You mentioned that the constants should "not depend on dynamic derivatives like the above equations imply". Well, this particular combination of dynamic derivatives is conserved.

For example, let's take a ball attached to a string moving in a circle with constant speed. $v_x$ and $v_y$ are dynamical, i.e. they change in time, but the combination $\frac{1}{2} m (v_x^2 + v_y^2) $ doesn't. This happens to be the energy of the ball, incidentally. So a constant of motion could very well depend on the dynamic variables!

Now back to the Schwarzschild geodesic. The Schwarzschild metric has four Killing vectors. Two of the Killing vectors implies that a particle will move in a plane, so we can always choose $\theta = \pi/2$, while the other two Killing vectors are $K^\mu = (1,0,0,0)$ and $R^\mu = (0,0,0,1)$.

Now if we have a Killing vector the following is conserved along a geodesic: $K_\mu U^\mu$ where $U^\mu = dx^\mu/d\tau$. $K$, a time-like Killing vector, gives conservation of energy, \begin{align} E = -K_\mu \frac{dx^\mu}{d\tau} = (1 - r_s/r)\frac{dt}{d\tau}, \end{align} where $E$ is the energy per unit mass, but which Wikipedia has called $a/b$.

For $R$ we have conservation of angular momentum, \begin{align} L = R_\mu \frac{dx^\mu}{d\tau} = r^2 \frac{d\varphi}{d\tau}, \end{align} which Wikipedia has called $a$ (I set $c = 1$).

$E$ and $L$, or equivalently $a$ and $b$, are gotten from initial conditions, like you have rightly said. So that is where they come from. (Why define $a$ and $b$? So that there is some physical meaning to them. According to Wikipedia $b$ is the 'distance of closest approach' and $a$ is the angular momentum per unit mass, as you have pointed out)

So to answer your question about an 'explicit equation' for $b$... it is exactly as you have written. Just plug in the initial conditions and out pops $a$ and $b$.

For example, say a particle starts at rest from infinity and falls on a radial geodesic... this means that $d\varphi/d\tau|_{r = \infty} = 0$ which implies $a = 0$, and also means that $(1-r_s/r)|_{r = \infty} = 1$ and $dt/d\tau|_{r=\infty} = 1$, which implies $b = a$ so that $a/b$ is interpreted to be equal 1.

Answer 2

Wikipedia states:

Here, $b$ can be interpreted as the distance of closest approach.

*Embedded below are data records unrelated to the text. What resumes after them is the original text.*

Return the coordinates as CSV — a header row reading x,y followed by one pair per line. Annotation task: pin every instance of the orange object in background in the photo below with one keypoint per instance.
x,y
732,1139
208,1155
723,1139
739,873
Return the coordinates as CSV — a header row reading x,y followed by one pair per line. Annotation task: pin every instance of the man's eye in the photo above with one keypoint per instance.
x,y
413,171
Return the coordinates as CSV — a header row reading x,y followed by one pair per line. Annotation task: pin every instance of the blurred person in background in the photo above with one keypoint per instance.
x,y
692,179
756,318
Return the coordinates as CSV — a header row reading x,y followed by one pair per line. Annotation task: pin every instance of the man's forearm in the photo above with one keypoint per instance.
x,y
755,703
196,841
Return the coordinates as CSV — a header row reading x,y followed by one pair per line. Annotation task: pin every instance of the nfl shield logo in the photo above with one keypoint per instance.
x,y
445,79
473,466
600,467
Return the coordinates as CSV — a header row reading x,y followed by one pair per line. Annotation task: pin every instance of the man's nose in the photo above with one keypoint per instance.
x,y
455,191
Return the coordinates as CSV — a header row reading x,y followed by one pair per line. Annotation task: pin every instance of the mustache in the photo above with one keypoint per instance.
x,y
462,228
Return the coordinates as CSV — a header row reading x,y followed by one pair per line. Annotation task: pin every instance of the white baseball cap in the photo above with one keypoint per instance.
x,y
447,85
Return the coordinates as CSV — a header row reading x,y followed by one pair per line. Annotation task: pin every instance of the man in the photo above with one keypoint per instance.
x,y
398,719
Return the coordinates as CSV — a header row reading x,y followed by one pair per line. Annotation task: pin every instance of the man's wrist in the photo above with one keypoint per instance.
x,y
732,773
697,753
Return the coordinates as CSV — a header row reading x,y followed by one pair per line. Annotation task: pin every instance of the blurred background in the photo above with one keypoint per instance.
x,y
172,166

Yes, but that interpretation on Wikipedia is made for massless particles with closest approach much bigger than the Schwarzschild radius $r_s$. In general that interpretation is not true.

On the other hand, OP's above equations (v1) are for massive particle, so let us focus on the massive case in what follows.

As OP writes $$ ac~=~h~=~\frac{L}{m_0} $$ is the specific angular momentum $h$. In general,

$$b~=~c\frac{L}{E}~=~\frac{m_0c}{E}h~=~a\frac{m_0c^2}{E}$$

is the ratio between the (specific) angular momentum and the (specific) energy times the speed of light. The quantities $L$ and $E$ are constants of motion, which in turn reflect (some of) the Killing symmetries of the Schwarzschild metric.

The equation for the closest distance to the black hole can be deduced from the radial geodesic equation

$$\frac{1}{c^2}\left( \frac{dr}{d\tau} \right)^{2} = \left(\frac{E}{m_0c^2}\right)^{2} - \left( 1 - \frac{r_{s}}{r} \right) \left( \left(\frac{a}{r}\right)^2 + 1 \right) $$

for a massive particle in the equatorial plane by putting

$$\frac{dr}{d\tau}~=~0$$

and solve this third-order equation for $r$.

References:

1. S. Carroll, Lecture Notes on General Relativity, Chapter 7, p.172-179. The pdf file is available from his website.